Obsession (2 page)

Read Obsession Online

Authors: Susan Lewis

‘All you have to do,’ Paula said, settling her plate on the mound of her heavily pregnant belly and sinking her teeth into a succulent slice of toast, ‘is answer an ad. No one’s asking you to put one in yourself. Well, you couldn’t really could you? I mean, if they were to ring here Edwina might get arrested for pimping.’

From where she was sitting on the floor Corrie looked up at her mother, who, still laughing, was easing herself out of the chair to empty more coal onto the fire. While her back was turned Corrie and Paula exchanged glances. Paula winked and Corrie smiled.

‘Mind you,’ Paula said, yawning as the warmth of the small sitting room enveloped her, ‘perhaps your own ad is a better idea. That way you can specify your requirements. To begin with, a nice big willie …’ she broke off as Corrie threw a cushion at her. ‘What’s the matter with that?’ she said, her pretty blue eyes rounded with seriousness. ‘I can assure you it’s an essential …’

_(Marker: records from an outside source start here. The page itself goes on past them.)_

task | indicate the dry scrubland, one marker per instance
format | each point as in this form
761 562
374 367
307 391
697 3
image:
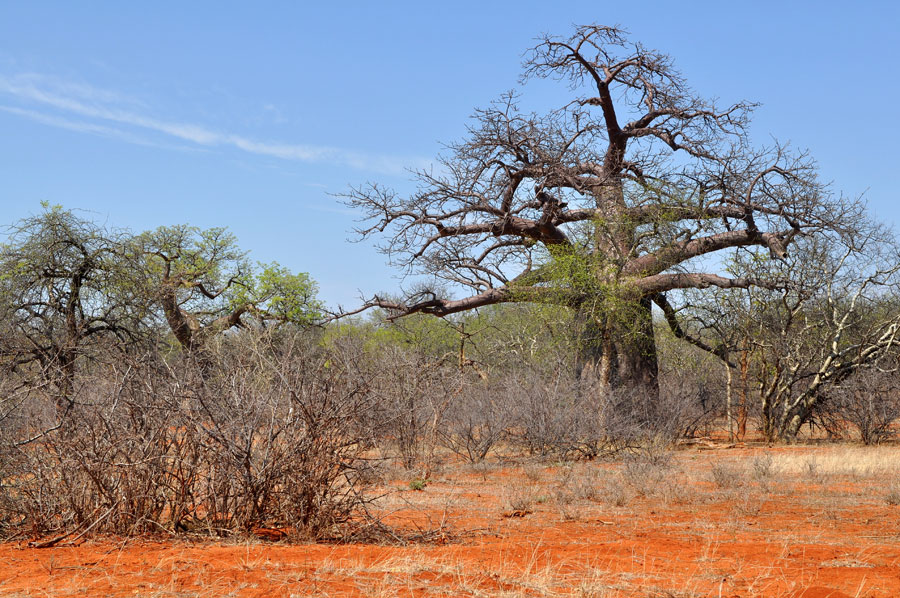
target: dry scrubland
703 520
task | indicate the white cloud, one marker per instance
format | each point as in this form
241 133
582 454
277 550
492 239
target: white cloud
104 105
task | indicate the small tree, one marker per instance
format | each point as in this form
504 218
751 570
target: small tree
64 288
204 284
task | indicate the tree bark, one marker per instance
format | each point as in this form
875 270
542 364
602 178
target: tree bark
618 353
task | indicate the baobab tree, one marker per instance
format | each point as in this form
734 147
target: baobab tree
606 205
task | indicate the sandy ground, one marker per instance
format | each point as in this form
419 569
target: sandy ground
810 522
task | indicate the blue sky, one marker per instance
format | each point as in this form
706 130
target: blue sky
251 116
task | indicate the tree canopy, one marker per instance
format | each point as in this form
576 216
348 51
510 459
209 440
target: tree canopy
607 204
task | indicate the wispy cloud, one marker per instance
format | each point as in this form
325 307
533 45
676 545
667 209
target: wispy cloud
105 106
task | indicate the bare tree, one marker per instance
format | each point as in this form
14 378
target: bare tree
604 205
204 284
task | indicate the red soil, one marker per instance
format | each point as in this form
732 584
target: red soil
834 536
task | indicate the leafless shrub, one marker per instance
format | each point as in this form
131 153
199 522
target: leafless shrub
477 418
260 431
727 476
763 467
893 495
645 474
869 401
412 393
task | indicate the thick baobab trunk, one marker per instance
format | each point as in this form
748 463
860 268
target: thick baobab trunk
619 354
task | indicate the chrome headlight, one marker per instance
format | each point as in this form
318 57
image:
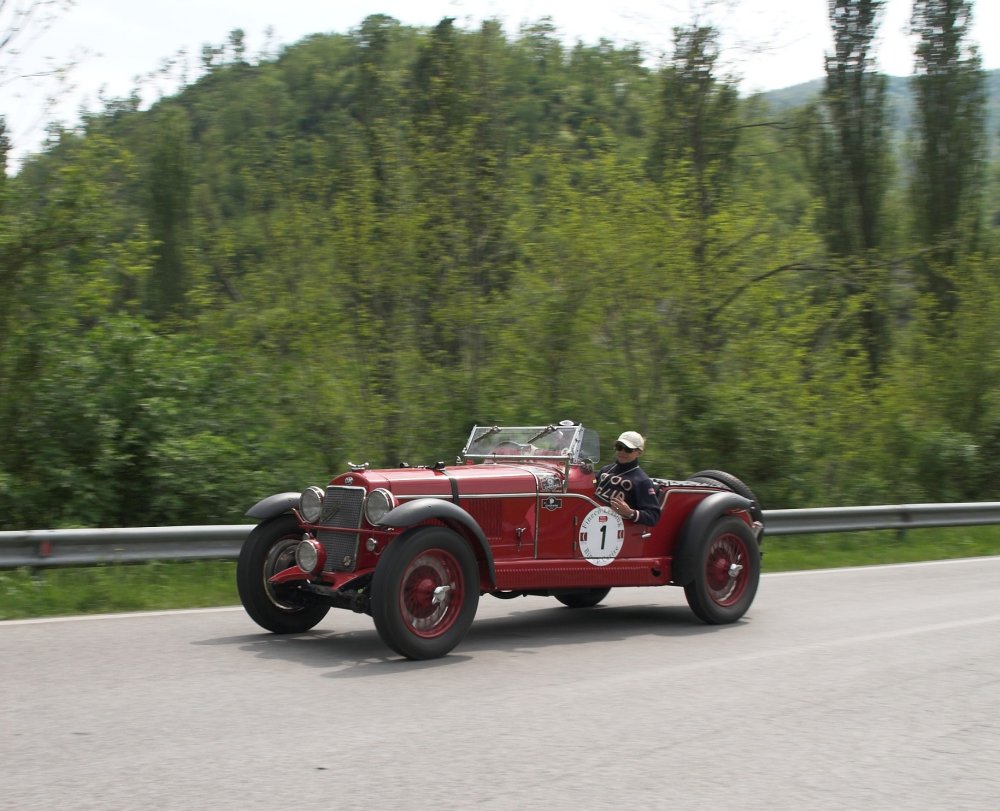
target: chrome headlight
311 504
310 555
378 503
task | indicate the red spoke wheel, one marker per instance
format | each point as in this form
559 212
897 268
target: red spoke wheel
727 572
425 593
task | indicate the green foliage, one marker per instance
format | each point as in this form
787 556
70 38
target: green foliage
356 250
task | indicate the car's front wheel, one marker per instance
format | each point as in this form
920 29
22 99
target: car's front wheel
425 593
726 572
269 549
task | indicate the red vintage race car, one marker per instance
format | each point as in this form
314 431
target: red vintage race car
416 547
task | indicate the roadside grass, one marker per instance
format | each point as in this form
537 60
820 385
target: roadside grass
28 593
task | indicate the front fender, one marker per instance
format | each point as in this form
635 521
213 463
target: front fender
273 506
708 511
421 510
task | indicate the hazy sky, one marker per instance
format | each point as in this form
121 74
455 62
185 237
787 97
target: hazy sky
768 43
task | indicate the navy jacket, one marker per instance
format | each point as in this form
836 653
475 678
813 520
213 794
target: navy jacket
632 482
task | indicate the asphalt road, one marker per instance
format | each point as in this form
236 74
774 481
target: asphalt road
842 689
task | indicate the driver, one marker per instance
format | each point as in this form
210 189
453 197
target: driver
625 486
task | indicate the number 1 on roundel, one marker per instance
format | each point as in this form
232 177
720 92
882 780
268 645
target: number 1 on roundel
602 535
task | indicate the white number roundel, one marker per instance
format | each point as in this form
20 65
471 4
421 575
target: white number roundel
602 534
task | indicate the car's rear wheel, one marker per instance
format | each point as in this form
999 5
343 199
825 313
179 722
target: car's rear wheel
584 598
425 592
269 549
730 482
726 572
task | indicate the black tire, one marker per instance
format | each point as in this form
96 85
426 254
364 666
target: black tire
412 614
726 572
584 598
730 482
269 549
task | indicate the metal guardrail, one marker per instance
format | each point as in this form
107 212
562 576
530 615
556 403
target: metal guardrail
84 547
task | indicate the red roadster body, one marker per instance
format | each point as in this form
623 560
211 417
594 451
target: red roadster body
416 547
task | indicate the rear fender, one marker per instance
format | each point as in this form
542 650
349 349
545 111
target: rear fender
421 510
273 506
708 511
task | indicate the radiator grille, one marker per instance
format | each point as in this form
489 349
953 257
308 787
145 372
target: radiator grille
342 507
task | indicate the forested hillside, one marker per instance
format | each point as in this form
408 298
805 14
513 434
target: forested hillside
356 249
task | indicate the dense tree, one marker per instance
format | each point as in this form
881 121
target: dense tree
950 95
357 248
848 153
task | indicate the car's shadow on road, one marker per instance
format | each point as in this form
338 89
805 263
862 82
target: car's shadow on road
541 625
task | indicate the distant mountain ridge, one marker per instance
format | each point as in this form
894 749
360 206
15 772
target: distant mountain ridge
900 101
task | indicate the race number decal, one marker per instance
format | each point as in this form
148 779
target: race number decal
602 534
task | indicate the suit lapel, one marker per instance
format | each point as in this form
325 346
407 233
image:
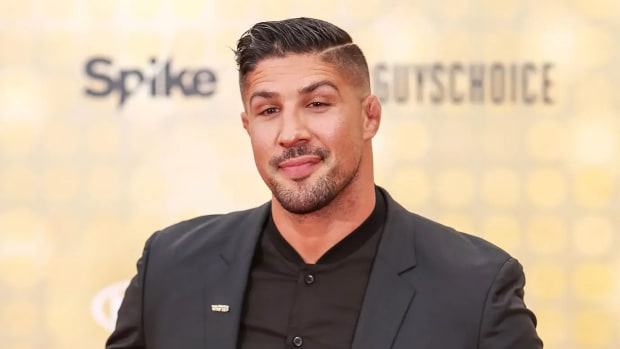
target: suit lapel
226 286
390 291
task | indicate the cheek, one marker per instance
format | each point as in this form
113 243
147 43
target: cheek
261 143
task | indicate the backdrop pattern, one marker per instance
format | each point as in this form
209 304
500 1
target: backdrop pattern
500 119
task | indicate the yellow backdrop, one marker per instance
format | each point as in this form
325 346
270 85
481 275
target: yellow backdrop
500 119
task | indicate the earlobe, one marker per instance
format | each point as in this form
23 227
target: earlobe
244 121
372 115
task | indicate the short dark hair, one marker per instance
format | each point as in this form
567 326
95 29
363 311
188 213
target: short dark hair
299 36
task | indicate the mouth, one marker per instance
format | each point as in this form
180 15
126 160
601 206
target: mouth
300 167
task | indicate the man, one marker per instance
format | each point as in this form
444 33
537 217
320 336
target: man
332 261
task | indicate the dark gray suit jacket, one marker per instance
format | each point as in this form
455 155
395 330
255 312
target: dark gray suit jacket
430 287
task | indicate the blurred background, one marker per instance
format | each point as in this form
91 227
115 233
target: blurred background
118 118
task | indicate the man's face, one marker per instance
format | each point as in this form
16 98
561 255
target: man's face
307 127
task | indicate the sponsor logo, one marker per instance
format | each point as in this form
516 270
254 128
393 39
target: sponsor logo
161 79
525 83
105 304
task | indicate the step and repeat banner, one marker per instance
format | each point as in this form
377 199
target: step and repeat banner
118 118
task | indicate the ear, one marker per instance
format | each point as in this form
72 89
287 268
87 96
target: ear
371 110
244 121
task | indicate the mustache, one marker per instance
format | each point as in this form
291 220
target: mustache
300 150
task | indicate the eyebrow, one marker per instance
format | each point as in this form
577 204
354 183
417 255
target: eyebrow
305 90
310 88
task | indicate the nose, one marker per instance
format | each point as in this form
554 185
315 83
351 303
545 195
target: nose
293 130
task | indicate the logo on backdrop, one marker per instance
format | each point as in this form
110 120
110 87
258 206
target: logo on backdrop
161 79
105 305
524 83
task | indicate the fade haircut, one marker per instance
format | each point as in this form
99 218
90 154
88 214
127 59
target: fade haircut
300 36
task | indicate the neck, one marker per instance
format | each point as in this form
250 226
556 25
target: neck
313 234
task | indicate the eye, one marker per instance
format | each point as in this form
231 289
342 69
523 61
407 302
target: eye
317 104
268 111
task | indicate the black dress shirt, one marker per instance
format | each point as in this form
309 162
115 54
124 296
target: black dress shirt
291 304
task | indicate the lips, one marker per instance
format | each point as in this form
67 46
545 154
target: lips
299 167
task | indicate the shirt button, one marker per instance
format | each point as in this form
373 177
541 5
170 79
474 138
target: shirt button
298 341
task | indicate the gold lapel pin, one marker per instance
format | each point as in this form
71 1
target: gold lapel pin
220 308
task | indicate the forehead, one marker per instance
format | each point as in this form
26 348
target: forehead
291 72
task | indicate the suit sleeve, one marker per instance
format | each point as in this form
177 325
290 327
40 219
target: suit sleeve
506 322
129 331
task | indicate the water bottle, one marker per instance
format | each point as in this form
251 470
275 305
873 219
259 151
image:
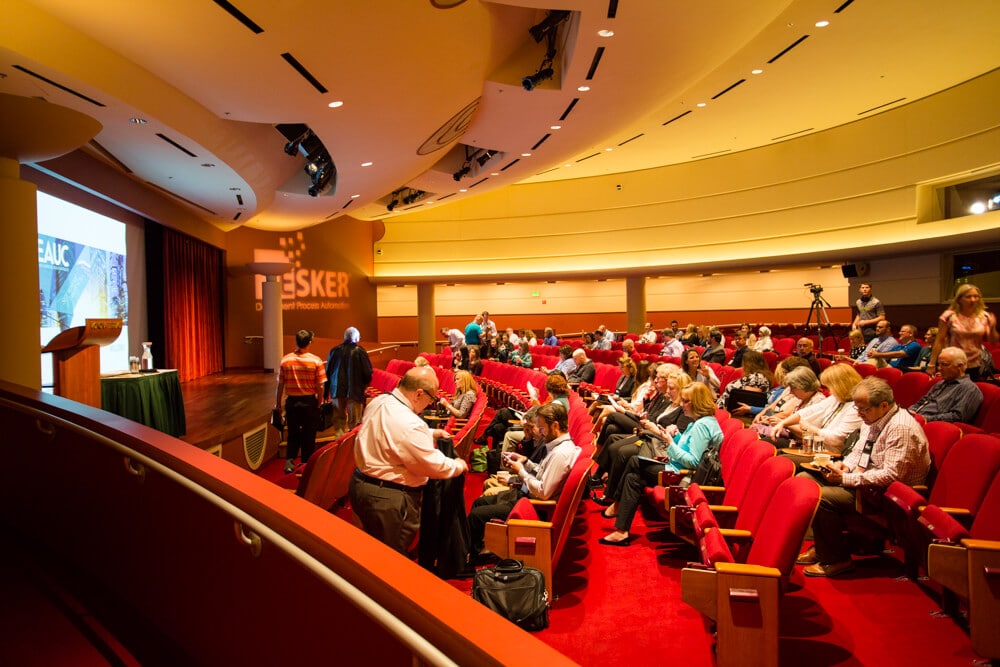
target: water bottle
146 360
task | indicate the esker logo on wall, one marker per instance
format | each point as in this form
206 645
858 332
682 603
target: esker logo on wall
304 287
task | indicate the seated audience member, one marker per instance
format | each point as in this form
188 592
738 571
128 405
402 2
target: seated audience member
542 481
740 344
749 335
956 398
584 371
648 335
683 452
803 385
714 353
652 404
456 338
699 371
466 391
805 348
883 342
905 352
925 352
655 433
522 355
756 376
690 337
475 363
833 418
566 364
671 346
600 410
780 400
460 359
891 447
764 342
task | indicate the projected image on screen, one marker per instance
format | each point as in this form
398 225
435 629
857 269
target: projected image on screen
81 274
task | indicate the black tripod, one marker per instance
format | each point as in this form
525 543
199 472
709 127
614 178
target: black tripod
819 306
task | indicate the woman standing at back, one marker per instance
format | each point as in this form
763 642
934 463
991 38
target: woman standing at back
966 325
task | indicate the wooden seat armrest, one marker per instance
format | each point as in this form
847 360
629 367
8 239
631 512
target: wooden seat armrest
982 545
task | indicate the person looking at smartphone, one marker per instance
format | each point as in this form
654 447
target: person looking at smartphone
542 481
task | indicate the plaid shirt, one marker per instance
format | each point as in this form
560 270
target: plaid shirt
899 452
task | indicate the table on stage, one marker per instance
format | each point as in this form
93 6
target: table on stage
153 399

‘You’re an outrage,’ Corrie laughed. ‘And big willie, small willie or no willie at all, I don’t want a man.’

‘Huh!’ Paula snorted.

‘Then tell us what you do want, sweetheart,’ Edwina said. She was still standing in front of the fire, her back turned to the room, but Corrie could see her flushed, though tired face reflected in the mirror in front of her.

‘Nothing,’ she answered, perhaps a touch too brightly. ‘I don’t want anything. I’m quite happy here in Amberside with you and …’

‘Pppht!’ Paula interjected. ‘Pull the other one. We all
know
how you can’t wait to get away from this …’ she stopped suddenly as Corrie shot her a warning look, and her face instantly burned with misery.

Smiling, Edwina turned round and surveilled the two of them. So different in appearance, so different in ambition, yet so alike in character. They were devoted to each other. Devoted too, to her.

Her eyes rested on Paula. Everything about Paula, with the exception of her pregnant belly, was small. Her elfin face with those lovely mischievous blue eyes rarely failed to make Edwina smile. And the fluffy white blonde curls that bobbed around her face were almost the same now as they had been when she was a child. Though her beauty now, as a young woman, owed as much to her internal contentment as it did to her angelic features. It was a contentment, Edwina knew, Corrie was far from feeling.

‘The world is out there waiting for Corrie,’ Edwina said, ‘if only she would go to meet it.’

‘The world, at least for me,’ Corrie answered, ‘is right here in Amberside.’

Edwina cocked a disbelieving eyebrow. ‘Living in a little cottage, in a little village, running a little dress shop? Some might be satisfied with that, but it’s not enough for you.’

‘Says who? And if this is your way of trying to get me to advertise for a man to change my life, then forget it. I don’t want to meet a man that way. In fact I don’t know that I want to meet a man at all.’ Her head turned sharply at a loud clattering sound outside. ‘What on earth was that?’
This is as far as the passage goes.